We all get closer to death everyday. Now my Mom is saying goodbye.
|Technically we do each get a day closer to our death with each setting sunset. We don't often think about life that way.|
My Mom has been dying since her early difties. She was 90 on her past birthday. Her health has begun to deteriorate rapidly. The pills that keep the fluid off her system because she has congestive heart failure, and begun to cause her unbearable pain. She's decided to drop the med that is keeping the fluid off.
We've talked about dying wishes over the years. When my Great Aunt had an issue of dehydration. the question was do you withold water to spped up death, or do you prolongue live, as it is, by water. Mom's issue, it seems will be the opposite. Her body will collect her fluids until she drowns in them. Only an autopsy will tell eventually what's been causing her pain for years.

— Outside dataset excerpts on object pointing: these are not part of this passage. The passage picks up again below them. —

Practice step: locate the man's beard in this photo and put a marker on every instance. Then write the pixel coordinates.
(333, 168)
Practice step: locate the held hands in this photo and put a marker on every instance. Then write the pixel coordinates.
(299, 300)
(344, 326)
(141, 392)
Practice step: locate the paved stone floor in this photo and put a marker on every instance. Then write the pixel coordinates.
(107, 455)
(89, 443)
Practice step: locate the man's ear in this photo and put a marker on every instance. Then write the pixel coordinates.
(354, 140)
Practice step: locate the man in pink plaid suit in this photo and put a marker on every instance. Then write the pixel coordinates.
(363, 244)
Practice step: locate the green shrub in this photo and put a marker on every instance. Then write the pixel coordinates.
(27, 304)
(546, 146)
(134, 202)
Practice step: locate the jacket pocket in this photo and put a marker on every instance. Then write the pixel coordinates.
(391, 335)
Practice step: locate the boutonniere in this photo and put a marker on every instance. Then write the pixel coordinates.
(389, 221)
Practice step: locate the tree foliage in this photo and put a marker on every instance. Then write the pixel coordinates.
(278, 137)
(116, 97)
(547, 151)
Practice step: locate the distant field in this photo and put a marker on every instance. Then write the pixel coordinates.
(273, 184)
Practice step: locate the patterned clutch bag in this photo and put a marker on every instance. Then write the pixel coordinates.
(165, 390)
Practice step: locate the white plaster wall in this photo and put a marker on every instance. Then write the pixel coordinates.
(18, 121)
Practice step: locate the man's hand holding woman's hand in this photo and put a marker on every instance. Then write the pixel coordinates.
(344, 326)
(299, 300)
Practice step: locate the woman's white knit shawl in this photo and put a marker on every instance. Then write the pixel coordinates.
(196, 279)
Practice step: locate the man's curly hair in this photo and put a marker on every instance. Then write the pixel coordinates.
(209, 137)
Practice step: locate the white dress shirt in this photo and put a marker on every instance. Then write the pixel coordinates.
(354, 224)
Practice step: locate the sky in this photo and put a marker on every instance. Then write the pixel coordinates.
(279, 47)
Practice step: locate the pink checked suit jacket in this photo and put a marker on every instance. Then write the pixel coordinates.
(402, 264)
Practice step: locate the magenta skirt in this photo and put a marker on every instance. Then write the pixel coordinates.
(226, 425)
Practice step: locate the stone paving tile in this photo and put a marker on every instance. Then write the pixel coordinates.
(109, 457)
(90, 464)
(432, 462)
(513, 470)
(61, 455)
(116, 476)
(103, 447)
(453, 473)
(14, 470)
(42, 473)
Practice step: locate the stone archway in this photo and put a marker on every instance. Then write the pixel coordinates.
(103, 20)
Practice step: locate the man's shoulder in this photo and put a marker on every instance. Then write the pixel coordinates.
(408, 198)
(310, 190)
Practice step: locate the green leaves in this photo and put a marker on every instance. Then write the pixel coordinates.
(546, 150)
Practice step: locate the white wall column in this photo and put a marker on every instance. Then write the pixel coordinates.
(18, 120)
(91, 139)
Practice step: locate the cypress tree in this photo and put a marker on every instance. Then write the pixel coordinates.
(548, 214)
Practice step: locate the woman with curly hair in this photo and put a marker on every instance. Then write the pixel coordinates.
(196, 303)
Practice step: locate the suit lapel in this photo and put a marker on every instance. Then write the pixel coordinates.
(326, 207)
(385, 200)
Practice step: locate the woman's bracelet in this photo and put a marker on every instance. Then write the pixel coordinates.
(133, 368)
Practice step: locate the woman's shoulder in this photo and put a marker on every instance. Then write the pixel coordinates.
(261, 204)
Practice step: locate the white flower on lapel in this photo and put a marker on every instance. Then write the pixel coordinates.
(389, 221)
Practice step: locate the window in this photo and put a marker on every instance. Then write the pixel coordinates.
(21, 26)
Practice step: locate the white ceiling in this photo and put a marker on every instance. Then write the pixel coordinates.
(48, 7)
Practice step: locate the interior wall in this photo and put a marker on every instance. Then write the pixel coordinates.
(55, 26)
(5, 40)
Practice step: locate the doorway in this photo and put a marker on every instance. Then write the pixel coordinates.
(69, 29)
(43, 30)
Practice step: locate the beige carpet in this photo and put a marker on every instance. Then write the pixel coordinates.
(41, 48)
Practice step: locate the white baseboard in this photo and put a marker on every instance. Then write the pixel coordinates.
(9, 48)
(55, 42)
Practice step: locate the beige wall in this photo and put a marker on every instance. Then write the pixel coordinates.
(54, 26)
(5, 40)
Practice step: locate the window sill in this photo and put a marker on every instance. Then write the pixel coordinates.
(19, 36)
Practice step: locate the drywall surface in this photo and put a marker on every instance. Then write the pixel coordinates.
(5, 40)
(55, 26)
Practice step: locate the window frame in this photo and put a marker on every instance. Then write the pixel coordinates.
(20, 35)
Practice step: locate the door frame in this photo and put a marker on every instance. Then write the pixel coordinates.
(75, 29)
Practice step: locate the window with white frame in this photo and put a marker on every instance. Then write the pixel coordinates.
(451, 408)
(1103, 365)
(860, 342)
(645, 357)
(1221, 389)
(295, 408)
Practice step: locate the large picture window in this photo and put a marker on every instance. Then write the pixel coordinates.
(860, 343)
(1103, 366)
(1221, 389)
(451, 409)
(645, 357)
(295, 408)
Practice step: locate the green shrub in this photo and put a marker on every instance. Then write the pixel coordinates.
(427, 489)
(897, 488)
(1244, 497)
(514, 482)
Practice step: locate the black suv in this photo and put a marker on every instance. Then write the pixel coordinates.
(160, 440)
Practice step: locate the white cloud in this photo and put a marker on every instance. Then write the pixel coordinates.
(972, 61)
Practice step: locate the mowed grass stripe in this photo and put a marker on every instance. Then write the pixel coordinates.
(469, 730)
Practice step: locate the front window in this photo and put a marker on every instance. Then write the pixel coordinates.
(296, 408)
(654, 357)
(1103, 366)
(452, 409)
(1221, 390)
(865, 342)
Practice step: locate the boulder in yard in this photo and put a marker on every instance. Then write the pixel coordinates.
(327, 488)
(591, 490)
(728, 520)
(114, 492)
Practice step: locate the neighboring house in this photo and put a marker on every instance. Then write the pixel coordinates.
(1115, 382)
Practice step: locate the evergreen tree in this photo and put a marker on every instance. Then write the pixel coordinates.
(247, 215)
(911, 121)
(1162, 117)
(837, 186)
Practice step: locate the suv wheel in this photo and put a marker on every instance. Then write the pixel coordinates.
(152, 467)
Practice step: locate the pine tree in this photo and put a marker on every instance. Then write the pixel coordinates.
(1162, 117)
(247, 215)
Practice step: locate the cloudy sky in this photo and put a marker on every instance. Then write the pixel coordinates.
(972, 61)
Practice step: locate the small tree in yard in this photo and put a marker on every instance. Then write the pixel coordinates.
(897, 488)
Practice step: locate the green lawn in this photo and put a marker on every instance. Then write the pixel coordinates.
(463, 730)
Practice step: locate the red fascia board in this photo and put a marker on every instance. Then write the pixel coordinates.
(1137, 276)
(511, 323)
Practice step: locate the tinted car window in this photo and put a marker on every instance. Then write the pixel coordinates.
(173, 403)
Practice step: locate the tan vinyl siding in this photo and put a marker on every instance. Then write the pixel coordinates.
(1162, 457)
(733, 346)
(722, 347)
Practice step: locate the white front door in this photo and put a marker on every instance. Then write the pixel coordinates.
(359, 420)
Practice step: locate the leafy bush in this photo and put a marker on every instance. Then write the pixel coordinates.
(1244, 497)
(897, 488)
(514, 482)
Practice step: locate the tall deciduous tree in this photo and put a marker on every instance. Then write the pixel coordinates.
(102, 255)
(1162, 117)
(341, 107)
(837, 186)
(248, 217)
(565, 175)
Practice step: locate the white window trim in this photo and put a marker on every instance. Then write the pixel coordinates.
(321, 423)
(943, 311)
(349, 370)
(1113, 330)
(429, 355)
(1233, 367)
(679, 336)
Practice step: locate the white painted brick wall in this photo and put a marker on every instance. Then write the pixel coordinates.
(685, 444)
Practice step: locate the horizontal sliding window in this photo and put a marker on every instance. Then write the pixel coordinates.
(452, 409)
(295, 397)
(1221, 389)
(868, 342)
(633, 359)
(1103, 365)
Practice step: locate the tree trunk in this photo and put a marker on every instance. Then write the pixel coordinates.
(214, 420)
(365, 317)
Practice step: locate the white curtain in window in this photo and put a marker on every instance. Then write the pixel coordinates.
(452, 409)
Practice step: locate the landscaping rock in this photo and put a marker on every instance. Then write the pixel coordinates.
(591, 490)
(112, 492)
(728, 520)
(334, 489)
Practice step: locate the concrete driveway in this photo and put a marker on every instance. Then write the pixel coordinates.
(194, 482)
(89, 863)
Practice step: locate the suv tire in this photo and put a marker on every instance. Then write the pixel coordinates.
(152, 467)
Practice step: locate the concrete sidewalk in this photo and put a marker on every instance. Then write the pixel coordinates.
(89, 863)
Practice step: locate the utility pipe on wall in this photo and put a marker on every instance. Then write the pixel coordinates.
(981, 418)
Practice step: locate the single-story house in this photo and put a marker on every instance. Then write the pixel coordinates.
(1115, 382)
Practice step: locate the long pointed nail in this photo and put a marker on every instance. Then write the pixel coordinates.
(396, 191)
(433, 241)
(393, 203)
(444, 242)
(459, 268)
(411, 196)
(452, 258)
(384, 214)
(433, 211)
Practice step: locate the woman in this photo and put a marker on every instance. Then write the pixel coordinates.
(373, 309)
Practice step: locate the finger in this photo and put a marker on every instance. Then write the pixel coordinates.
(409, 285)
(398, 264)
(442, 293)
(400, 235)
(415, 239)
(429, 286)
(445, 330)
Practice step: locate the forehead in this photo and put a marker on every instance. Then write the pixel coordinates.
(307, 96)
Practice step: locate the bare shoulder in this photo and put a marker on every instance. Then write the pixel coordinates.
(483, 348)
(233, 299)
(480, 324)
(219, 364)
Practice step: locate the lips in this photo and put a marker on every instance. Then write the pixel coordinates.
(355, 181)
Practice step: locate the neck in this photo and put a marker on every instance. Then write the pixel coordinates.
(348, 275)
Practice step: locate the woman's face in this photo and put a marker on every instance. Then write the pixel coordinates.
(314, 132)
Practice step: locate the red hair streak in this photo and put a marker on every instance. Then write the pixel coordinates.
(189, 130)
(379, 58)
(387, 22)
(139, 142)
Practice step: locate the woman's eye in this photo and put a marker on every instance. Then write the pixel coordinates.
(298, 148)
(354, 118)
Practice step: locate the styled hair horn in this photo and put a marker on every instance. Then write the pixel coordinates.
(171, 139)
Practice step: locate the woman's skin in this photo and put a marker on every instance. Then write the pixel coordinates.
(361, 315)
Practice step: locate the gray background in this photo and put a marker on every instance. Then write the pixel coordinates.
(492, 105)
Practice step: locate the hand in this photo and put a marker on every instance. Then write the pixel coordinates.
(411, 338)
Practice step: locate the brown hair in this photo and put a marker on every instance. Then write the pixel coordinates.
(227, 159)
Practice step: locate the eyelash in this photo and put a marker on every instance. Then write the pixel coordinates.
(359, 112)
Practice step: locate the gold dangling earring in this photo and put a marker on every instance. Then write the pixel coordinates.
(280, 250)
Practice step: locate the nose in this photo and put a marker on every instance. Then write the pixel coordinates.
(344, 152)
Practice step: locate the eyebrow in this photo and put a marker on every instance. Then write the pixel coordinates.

I had been dodging her house because I thought she wanted me to get to work on an accounting project. She never directly askes me for what she wants.
"I've been trying to get you over here since before last weekend, becaus, but I can't get you over here. I want to tell you what the nurse said will happen."
"You want me to come visit this afternoon?" I asked, pretty sure of the answer.
I received a keeper message.
"I can't get you on the phone, for all I know you are already dead, and I'm just dying. Call me when you wake up."
Can I ask the same? Not really. This isn'y going to be easy. She's held the hands of love one sho were passing. I will if that's what she wants. God will keep me able to grieve.
But, is it days, weeks, months? Will I have the emotional stamina to hold on when my Mom is gone. She's always been there to save me, and she, well, we both know it.
Later, my phone was charging and not answering.